This post summarizes the philosophy behind “Start With Why” and dives into its relation to the product marketing industry.
So let’s jump into the key takeaways from this book.
Follow The Golden Circle
Imagine a circle with three rings. The outer ring is WHAT someone does. For example, “We sell tablets.” The middle ring is HOW the person does things, like, “We sell tablets with a lifetime guarantee.” And the inside of the circle is the WHY which is the purpose, cause, or belief that only a few can tell. Yet this is the key to long-term success.
Starting with the WHY is definitely harder as it involves a lot of introspection, inspiration, vision, and clarity.
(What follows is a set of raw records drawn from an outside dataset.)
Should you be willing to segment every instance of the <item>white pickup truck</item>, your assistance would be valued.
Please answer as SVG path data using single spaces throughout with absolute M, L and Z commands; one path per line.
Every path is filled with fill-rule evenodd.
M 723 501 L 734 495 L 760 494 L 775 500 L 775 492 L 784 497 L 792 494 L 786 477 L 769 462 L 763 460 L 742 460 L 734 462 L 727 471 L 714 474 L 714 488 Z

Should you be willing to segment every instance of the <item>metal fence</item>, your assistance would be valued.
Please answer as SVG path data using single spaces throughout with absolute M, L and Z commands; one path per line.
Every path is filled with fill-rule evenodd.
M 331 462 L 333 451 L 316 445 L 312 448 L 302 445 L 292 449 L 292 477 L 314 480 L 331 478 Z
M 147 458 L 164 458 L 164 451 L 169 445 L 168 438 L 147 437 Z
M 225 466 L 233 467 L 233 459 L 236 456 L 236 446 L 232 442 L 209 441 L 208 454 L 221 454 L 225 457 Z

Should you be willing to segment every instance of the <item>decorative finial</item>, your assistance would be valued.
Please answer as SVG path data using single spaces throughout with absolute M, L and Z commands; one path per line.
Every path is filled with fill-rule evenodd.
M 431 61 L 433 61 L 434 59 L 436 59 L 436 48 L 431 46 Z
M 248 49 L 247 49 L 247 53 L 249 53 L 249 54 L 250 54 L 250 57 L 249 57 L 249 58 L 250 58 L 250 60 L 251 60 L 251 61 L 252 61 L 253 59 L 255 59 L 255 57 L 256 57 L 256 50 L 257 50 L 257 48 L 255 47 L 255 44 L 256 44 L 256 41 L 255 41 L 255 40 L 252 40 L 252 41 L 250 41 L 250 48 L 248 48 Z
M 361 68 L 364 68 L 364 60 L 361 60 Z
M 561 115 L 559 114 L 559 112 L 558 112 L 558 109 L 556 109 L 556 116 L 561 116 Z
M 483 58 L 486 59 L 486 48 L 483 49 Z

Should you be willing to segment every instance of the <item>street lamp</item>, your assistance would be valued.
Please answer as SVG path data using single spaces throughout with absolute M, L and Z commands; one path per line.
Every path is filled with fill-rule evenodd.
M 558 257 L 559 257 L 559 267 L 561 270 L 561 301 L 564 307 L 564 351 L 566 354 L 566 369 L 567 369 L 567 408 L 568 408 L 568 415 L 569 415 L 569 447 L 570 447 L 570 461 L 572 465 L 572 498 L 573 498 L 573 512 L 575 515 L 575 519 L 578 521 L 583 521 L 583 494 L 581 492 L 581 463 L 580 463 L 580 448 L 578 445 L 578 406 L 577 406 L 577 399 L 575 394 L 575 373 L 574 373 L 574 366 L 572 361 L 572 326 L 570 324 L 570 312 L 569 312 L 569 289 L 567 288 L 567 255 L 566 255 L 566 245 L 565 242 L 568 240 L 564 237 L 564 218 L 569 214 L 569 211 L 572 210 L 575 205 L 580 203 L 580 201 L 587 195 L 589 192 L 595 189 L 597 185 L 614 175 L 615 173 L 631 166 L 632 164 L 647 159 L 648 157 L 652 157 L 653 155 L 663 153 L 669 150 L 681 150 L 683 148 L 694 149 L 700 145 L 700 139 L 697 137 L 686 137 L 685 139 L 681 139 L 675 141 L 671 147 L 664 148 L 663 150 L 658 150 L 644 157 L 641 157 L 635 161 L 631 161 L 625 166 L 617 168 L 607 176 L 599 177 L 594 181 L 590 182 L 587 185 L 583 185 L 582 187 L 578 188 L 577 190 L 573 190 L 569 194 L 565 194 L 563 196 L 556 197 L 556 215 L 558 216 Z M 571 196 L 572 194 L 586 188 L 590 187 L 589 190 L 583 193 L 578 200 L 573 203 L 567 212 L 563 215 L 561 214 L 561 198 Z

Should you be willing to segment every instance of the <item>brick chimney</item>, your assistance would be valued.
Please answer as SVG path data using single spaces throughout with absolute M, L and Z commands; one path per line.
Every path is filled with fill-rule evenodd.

Most companies start with the most superficial layer, which is the easiest to identify and communicate: the WHAT—unfortunately turning into manipulations to sell a product.
Manipulations can work, but only for short-term solutions. Loyal, repeat customers won’t buy the WHAT– they always buy the WHY.
To answer your WHY, take a step back and examine the big, bold vision that motivates your company. Once you have your WHY, you’ll have a guideline for decision-making to ensure that everyone and every action is working towards the same goal.
The result is:
- Companies that are less dependent on sales and promotions and more focused on developing a loyal customer base willing to pay the full price.
- Avoid wasting time and money targeting people who just want your end product, and focus on attracting customers who believe what you believe instead.
- Less competition and more flexibility when you have taught people to trust you.
As an example, Simon points out how “Apple” didn’t market themselves as creators of computers like Dell. Instead, they sold themselves as challengers of the status quo, focusing on the WHY and empowering individuals.
And finally, the WHY alone isn’t enough. While it helps your customers understand the vision and passion, passion alone won’t cut it. You still need to show the structure and what it will take to execute that vision.
It starts with the WHY, so focus on that first, and the rest of your business will function more smoothly.